If anything goes wrong, simply return an error and let userspace sort it
out.

> to get a task_struct pointer, it will be slower; I am also not sure it
> call be done safely at all: with kernel-side data and I can do rcu
> locking, task locking, etc. to ensure that the value I got does not
> change while I'm working with it; with userspace data, a lot of races
> will have to be specially coded for that can be easily handled by
> kernel-side rcu locks or spin locks... Maybe this is just my ignorance
> showing, and indeed things can be done simply and easily with
> userspace-only data, but I am not sure how.
> 
> A common example:
> 
> - worker W1 with server S1 calls umcg_wait()
> - worker W2 with server S2 calls umcg_swap(W1)
> 
> If due to preemption and other concurrency weirdness the two syscalls
> above race with each other, each trying to change the server assigned
> to W1. I can easily handle the race by doing kernel-side locking;
> without kernel-side locking (cannot do rcu locks and/or spin locks
> while accessing userspace data) I am not sure how to handle the race.
> Maybe it is possible with careful atomic writes to states and looping
> to handle this specific race (what if the userspace antagonistically
> writes to the same location? will it force the syscall to spin
> indefinitely?); but with proper locking many potential races can be
> handled; with atomic ops and looping it is more difficult... Will we
> have to add a lock to struct umcg_task? And acquire it from the kernel
> side? And worry about spinning forever?

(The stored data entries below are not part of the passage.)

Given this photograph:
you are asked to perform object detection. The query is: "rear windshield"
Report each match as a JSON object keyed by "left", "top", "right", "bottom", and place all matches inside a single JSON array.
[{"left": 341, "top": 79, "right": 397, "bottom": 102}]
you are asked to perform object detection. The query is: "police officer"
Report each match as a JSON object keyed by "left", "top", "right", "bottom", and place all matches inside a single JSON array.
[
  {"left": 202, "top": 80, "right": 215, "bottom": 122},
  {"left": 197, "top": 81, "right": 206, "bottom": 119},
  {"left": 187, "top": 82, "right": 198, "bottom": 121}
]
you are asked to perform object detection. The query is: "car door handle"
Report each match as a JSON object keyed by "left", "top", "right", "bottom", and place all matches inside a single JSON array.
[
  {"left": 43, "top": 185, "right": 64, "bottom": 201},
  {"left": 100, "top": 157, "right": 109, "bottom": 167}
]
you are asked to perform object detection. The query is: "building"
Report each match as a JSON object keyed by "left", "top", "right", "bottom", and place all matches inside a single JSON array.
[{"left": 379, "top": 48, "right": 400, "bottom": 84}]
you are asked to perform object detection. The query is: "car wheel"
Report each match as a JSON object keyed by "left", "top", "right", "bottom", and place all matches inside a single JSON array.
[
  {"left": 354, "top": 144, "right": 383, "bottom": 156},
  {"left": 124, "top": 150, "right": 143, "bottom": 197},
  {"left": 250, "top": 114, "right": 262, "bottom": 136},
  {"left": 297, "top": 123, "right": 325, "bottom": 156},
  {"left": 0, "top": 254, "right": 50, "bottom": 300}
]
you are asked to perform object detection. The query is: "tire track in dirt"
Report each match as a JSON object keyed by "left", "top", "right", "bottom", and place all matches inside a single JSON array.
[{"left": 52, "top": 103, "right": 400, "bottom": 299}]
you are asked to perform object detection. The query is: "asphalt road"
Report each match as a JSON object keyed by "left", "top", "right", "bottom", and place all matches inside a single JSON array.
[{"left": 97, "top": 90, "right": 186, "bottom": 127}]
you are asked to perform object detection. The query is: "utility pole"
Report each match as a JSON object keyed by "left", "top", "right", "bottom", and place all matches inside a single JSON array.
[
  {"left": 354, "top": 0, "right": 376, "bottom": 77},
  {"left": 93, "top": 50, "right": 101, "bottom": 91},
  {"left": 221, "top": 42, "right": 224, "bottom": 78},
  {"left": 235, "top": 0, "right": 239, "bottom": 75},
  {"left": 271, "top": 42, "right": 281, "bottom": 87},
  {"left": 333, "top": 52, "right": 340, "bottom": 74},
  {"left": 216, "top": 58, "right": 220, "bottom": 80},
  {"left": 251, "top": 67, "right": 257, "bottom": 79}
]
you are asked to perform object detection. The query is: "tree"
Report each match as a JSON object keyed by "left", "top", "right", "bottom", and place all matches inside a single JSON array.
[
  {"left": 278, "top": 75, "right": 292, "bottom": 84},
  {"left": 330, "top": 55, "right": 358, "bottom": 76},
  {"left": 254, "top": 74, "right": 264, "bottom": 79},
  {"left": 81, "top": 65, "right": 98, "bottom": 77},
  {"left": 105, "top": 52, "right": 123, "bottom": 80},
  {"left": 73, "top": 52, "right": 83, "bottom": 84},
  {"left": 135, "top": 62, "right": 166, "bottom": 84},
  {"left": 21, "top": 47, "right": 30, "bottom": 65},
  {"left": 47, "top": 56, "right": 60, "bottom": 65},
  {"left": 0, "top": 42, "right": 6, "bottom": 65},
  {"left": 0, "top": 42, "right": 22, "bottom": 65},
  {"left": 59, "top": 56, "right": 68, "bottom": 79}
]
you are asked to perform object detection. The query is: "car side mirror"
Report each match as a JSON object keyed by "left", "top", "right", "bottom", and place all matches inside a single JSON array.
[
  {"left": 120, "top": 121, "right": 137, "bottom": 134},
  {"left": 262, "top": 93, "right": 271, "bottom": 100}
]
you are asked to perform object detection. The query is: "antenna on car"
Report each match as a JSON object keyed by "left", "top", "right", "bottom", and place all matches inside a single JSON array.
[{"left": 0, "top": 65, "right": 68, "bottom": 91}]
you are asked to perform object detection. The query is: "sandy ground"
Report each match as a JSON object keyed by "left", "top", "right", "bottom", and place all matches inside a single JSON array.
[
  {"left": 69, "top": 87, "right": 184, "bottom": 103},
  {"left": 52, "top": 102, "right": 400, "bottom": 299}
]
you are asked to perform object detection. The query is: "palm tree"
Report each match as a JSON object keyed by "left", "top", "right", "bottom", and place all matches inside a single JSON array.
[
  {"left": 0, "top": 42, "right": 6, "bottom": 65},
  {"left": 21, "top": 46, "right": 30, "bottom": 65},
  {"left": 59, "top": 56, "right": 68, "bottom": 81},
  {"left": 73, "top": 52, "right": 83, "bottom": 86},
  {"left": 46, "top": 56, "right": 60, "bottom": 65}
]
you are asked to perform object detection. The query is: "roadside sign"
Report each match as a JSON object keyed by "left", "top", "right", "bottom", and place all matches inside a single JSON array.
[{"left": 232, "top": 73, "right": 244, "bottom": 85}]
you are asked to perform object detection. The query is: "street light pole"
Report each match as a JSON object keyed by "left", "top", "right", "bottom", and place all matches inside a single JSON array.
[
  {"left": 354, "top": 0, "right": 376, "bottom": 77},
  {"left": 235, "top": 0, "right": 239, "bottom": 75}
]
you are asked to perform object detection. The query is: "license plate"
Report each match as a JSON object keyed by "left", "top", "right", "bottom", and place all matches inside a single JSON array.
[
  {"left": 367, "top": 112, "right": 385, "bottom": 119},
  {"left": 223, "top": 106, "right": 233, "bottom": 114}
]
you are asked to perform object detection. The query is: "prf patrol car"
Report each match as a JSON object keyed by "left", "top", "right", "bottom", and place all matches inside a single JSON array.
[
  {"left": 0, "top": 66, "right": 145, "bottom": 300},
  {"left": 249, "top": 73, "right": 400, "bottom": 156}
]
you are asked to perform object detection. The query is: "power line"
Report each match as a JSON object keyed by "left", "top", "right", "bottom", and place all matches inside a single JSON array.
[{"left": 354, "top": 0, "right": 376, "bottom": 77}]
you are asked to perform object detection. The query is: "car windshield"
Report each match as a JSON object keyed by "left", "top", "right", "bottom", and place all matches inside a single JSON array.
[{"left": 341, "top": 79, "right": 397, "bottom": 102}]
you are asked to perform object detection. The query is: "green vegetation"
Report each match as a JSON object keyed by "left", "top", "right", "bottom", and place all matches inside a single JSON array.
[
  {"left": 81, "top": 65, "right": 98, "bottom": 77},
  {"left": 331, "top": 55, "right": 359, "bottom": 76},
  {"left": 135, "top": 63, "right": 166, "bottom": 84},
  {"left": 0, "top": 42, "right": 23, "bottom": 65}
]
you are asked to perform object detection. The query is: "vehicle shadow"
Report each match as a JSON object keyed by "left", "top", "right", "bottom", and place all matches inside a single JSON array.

What would you want locking for? I really don't see a problem here.

Both blocked_ptr and runnable_ptr are cmpxchg single-linked-lists. Yes
they can spin a little, but that's not a new problem, futex has all
that.

And ->state only needs single cmpxchg ops, no loops, either we got the
wakeup, or we didn't. The rest is done with memory ordering:

	server				worker

	self->state = RUNNABLE;		self->state = BLOCKED;

	head = xchg(list, NULL)		add_to_list(self, &server->blocked_ptr);

					if (try_cmpxchg_user(&server->umcg->state, RUNNABLE, RUNNING) > 0)
	sys_umcg_wait()				wake_up_process(server);

Either server sees the add, or we see it's RUNNABLE and wake it up
(or both).

If anything on the BLOCKED side goes wrong (bad pointers, whatever),
have it segfault.

<edit> Ooh, I forgot you can't just go wake the server when it's running
something else... so that does indeed need more states/complication, the
ordering argument stands though. We'll need something like
self->current_tid or somesuch </edit>

> > > +SYSCALL_DEFINE2(umcg_wait, u32, flags,
> > > +             const struct __kernel_timespec __user *, timeout)
> >
> > I despise timespec, tglx?
> 
> What are the alternatives? I just picked what the futex code uses.

u64 nanoseconds. Not sure tglx really wants to do that though, but
still, timespec is a terrible thing.

> In summary, two IMPORTANT QUESTIONS:
> 
> 1. thin vs fat syscalls: can we push some code/logic to the userspace
> (state changes, looping/retries), or do we insist on syscalls handling
> everything? 

Well, the way I see it it's a trade of what is handled where. I get a
smaller API (although I'm sure I've forgotten something trivial again
that wrecks everything <edit> I did :/ </edit>) and userspace gets to
deal with all of SMP and scheduling policies.

You hard-coded a global-fifo and had a enormous number of syscalls and
needed to wrap every syscall invocation in order to fix up the return.

> Please have in mind that even if we choose the second
> approach (fat syscalls), the userspace will most likely still have to
> do everything it does under the first option just to handle
> signals/interrupts (i.e. unscheduled wakeups);

IIRC sigreturn goes back into the kernel and we can resume blocking
there.

> 2. kernel-side data vs userspace-only: can we avoid having kernel-side
> data? More specifically, what alternatives to rcu_read_lock and/or
> task_lock are available when working with userspace data?

What would you want locked and why?

Anyway, this email is far too long again (basically took me all day :/),
hope it helps a bit. Thomas is stuck fixing XSAVE disasters, but I'll
ask him to chime in once that's done.